2=number of successes

6=number of trials




This will give you the Probability of A winning between 0 and 2 games, meaning Team A loses the series... So you do 1-that answer to get the P(A wins series).


Doing it this way negates the neccesity to do different calcluations for th series ending in 5, 6, or 7 games because we use the "at least" term. The computer will still compute all 6 remaning games, but as the numbers show, the results are the same.... and it's a lot less work.


swan flu

April 20th, 2014 at 9:32 AM ^

Assuming that we are talking about a series of indpeendent and identically distributed trials (which sports are surely not), it won't produce extraneous results. Here's why:


By using "at least" what you're saying is that everything after the 4th win is irrelevant, the computer is basically multiplying its answer by 1 for every game after that 4th win since a win or a loss by team A still results in team A winning the series.


The order is incorporated into the binomial distribution calculations done by Excel.


Considering the answer given by Excel is identical to the one done by hand, and identical to the one produced by the OP's code, i'd say it's pretty accurate.




April 21st, 2014 at 6:57 PM ^

At least figuring it out for game 5.  The question can be re-asked as what is the probability of winning at least 3 games out of the other 6 games conditional on having to play game X.  For games 1-4, the conditional on having to playgame X doesn't matter b/c all 7 games series reach at least game 4. But, it's different for game 5.  In that case you have keep in mind that you've already ruled out having gone 0-4 or 4-0 in the first four games.

Game 6 is pretty easy.  In order to have to play game 6, you would have to be 2-3 or 3-2 through the first 5 games, and we can reason that the probabilyt of having gone 2-3 and 3-2 is each 1/2. The probability of winning a series having won game 6 = Prob of winning the series having gone 2-3 through the first 5 and then winning game 6 + prob of wiining the series having gone 3-2 through the first 5 and then winning game 6.  That = prob of going 3-2 times prob of winning series after winning game 6 and having gone 3-2 + prob of going 2-3 times prob of winning series winning game 6 and having gone 2-3.  That = 1/2 * 1 + 1/2 * 1/2 = 3/4.


April 20th, 2014 at 7:14 AM ^

The theoretical probability is indeed 0.65625 as the OP says, but this made me recall that there is also a site out there where someone tries to add another layer to the analysis (by specific series record and by sport) and then provided historic probabilities of series victory as well.

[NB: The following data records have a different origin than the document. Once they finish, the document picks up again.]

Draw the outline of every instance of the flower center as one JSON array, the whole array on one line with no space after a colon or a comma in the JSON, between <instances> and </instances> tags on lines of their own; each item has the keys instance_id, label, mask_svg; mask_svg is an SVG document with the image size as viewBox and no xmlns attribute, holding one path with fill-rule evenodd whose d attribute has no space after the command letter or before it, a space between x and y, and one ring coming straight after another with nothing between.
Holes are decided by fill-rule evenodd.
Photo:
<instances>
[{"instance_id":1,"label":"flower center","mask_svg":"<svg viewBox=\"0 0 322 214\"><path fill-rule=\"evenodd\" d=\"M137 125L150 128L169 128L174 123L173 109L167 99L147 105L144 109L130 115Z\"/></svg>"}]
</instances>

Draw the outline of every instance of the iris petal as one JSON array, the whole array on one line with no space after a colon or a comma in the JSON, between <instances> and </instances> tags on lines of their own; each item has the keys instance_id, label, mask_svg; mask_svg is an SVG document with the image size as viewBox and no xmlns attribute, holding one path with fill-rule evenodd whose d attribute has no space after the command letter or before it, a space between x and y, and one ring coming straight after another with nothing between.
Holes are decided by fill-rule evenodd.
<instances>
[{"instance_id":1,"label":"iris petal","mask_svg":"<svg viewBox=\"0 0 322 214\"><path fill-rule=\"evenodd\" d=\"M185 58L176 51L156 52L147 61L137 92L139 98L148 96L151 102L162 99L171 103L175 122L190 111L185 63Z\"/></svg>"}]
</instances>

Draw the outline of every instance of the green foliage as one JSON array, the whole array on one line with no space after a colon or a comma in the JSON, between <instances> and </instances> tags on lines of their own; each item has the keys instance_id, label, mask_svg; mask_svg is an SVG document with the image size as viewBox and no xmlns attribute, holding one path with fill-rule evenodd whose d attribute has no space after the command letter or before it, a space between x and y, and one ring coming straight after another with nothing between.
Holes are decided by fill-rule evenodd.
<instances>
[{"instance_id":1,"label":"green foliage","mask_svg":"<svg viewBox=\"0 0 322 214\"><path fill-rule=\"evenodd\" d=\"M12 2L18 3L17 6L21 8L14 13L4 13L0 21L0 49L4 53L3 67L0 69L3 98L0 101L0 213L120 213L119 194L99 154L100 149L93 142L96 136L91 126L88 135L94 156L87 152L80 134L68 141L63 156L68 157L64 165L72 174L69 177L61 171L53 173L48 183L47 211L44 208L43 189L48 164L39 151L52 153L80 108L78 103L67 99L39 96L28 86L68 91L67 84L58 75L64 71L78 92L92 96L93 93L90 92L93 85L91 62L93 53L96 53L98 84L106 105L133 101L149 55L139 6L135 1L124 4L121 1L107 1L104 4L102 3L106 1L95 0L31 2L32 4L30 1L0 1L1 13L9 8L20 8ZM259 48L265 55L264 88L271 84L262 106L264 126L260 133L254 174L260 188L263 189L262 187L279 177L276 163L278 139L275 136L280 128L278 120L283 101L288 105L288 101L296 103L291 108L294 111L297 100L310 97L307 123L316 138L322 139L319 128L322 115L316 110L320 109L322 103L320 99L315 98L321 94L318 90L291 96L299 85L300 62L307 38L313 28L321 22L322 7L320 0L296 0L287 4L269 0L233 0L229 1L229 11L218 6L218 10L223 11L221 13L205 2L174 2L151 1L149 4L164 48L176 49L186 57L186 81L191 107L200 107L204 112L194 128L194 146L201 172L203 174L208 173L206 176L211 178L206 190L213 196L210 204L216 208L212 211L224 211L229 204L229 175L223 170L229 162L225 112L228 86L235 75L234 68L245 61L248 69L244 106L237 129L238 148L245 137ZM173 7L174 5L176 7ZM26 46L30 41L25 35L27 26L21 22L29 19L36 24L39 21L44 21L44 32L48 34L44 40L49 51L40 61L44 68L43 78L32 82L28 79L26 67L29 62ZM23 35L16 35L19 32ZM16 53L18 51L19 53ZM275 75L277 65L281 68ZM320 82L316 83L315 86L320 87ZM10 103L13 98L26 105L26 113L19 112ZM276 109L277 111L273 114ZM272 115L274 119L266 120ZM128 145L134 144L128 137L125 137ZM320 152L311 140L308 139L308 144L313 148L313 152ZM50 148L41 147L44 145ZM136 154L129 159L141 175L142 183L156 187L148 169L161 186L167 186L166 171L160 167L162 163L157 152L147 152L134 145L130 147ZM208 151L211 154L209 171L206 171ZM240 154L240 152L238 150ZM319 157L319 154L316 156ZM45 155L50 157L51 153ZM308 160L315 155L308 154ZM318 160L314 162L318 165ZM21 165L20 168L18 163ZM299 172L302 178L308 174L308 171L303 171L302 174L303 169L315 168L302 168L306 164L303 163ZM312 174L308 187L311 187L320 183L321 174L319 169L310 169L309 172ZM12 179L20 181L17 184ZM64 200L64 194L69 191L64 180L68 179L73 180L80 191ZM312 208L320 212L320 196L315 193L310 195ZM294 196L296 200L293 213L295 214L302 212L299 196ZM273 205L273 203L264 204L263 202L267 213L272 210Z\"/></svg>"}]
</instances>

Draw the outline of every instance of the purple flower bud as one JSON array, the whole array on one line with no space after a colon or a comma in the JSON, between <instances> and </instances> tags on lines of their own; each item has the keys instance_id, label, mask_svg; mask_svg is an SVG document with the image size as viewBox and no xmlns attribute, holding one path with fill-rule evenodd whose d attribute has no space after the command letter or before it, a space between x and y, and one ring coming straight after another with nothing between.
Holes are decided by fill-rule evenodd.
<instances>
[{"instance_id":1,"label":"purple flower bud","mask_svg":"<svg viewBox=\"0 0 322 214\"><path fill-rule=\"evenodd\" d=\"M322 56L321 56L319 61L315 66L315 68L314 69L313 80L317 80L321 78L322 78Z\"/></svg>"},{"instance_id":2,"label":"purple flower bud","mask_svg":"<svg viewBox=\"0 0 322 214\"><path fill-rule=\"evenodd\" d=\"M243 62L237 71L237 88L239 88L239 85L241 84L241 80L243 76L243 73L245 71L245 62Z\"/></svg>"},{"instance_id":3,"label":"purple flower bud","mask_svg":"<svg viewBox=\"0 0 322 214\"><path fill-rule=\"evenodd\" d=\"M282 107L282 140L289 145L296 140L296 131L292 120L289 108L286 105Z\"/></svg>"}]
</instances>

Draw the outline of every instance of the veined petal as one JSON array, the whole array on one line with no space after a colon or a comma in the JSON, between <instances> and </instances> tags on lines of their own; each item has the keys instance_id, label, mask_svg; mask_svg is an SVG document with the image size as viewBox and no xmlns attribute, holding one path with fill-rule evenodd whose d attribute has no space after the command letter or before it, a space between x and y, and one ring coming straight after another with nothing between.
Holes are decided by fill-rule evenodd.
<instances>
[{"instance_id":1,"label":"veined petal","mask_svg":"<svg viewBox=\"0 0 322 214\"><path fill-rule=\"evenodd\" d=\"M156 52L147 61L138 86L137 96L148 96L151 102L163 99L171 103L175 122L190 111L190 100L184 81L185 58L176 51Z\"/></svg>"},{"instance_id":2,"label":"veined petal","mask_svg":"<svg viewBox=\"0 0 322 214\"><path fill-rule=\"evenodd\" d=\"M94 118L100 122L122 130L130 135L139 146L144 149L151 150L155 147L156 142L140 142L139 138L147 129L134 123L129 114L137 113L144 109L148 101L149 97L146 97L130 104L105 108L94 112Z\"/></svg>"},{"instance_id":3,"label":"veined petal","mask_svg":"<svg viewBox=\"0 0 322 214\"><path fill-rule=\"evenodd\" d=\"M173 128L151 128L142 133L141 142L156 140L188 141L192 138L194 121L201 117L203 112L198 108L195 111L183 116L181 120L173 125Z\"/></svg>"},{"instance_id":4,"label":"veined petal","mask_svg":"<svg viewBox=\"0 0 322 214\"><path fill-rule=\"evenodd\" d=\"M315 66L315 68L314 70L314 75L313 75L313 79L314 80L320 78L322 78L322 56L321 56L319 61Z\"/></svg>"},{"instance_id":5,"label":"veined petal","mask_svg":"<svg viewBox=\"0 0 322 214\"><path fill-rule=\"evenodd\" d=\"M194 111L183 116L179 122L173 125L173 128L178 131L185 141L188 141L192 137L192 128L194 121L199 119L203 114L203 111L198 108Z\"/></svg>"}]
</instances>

The table also shows the difference when the winner of the previous game is the home team or the visiting team too. The table for "Leading 1-0" is here - LINK - and the links to the other tables are on the sidebar.

For example, in the NBA, as far as this person's data goes back anyway, the Game 2 record for teams that played game 1 at home is 228-108 regardless of playoff round and the historic win probability for that team in such a series is 0.848. Interesting data. 


April 20th, 2014 at 8:11 AM ^

Outside of this statistical analysis I always thought game 4 of most series was the most critical.  If you exclude series where there is a heavy favorite up 3-0, most series will be 2-1 at that point and game 4 either means one team will have a huge statistical advantage up 3-1, or the teans will be 2-2 and its basically a best of 3 from there. So it always struck me as a huge game in any series where the opponents were relatively competative because based on that game one team has no margin for error for 3 games or it's even steven.